Public transport vehicles are taken of the road for maintenance regularly. This downtime is crucial, as deterioration such as worn wheels and bad brakes can cause delays or even fatal accidents. To avoid any risks, vehicles are inspected every couple of months, even if there’s nothing wrong. Mechanics check them using a standard checklist, clear them for the road and send them on their way. This predictive maintenance method has two major disadvantages. First, lots of time and money is spent on the maintenance of trains and buses that don’t need it. Second, a standard checklist is not always sufficient, as public transport vehicles are subject to many different circumstances. They differ in rides per day, occupancy level and the kind of service they provide. City buses, for example, will show different wear and tear compared to long distance buses. Moreover, weather conditions have a large impact on the state of vehicles, and can differ per region. Regularly scheduled maintenance may help public transport companies in fixing the larger part of the defects; it won’t help them improve their services.
“Don’t predict the state of the engines, know the state of the engines”
The internet way of fixing things
There’s nothing wrong with predicted maintenance; there’s something wrong with the way people make the predictions. Today, most decisions in public transport maintenance are made based on earlier experiences and data. But as I pointed out, there’s just too much variation in the way public transport vehicles are being used. If you really want to know about the state of your buses, trains or whatever it is you’re driving, you should look at your data in real time. Don’t predict the state of the engines, know the state of the engines. With this information, you can schedule tailor-made maintenance for the vehicles that need it and leave the rest alone. How do you do it? You simply do what everybody else does when there’s a problem: you include the internet. By attaching sensors to the different parts of your vehicles (think engines, brakes, batteries) you can request information about them where and whenever you want. APIs will gather the input and translate it into workable data, that you can use to set in motion the follow up.
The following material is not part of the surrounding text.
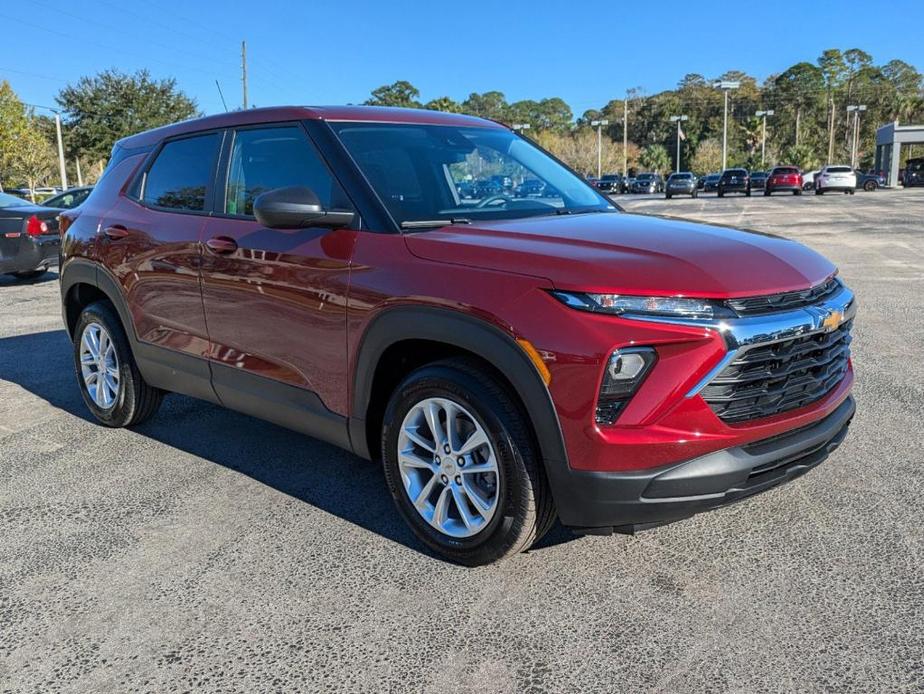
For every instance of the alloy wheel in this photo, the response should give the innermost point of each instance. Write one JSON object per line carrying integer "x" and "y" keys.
{"x": 449, "y": 467}
{"x": 99, "y": 365}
To do so, you determine thresholds per vehicle part, so that when a parameter goes out of the normal range, the vehicle is taken of the road for maintenance.
The long list of benefits
There’s more to this new way of predictive maintenance than you might think. First of all, tailoring your services based on real time data will help you save costs. When mechanists know what needs to be done beforehand, they can get rid of the standard checklist and move on to the actual defects. This will shorten the downtime of the bus or train and get it back on the road faster. Second, it will improve the reliability of the vehicle, thanks to better targeted maintenance and real-time insights. From now on, you will know about the low tire pressure before the tire deflates, which results in less unplanned stops and unpredicted downtime. Another advantage is that you don’t need as much mechanists and parts as you used to, because you only need them when there’s an actual defect or crossed threshold. Lastly, you can optimize the way you communicate with travelers. When you use the internet to monitor the state of your vehicles and to schedule maintenance, you can also use it to inform people on available buses, trains and where they can find them.
IT makes it happen
What does internet-based predictive maintenance look like in real life? I personally like the story of Trenitalia. They use the Internet of Things, sensors and data analyses to keep their trains in top shape, and were able to shorten downtime, cut costs and make better predictions. They are one of many success stories, and they prove that we’re close to completely changing the public transport sector. And it needs it, as there’s no other sector in which more people go from one place to the other. They want to be transported in the safest and fastest way possible, while having as much information on their journey as possible. I truly believe that IT can make that happen. Switching to such a digital strategy requires a lot of thought and strategy, though. If you want to disrupt your sector by staying one (or two, maybe three) steps ahead of everyone else, you need technology, knowledge, and most importantly: a cultural switch within your organization. Take all that, mix it with IoT and a great (data) infrastructure, and you will rule public transport.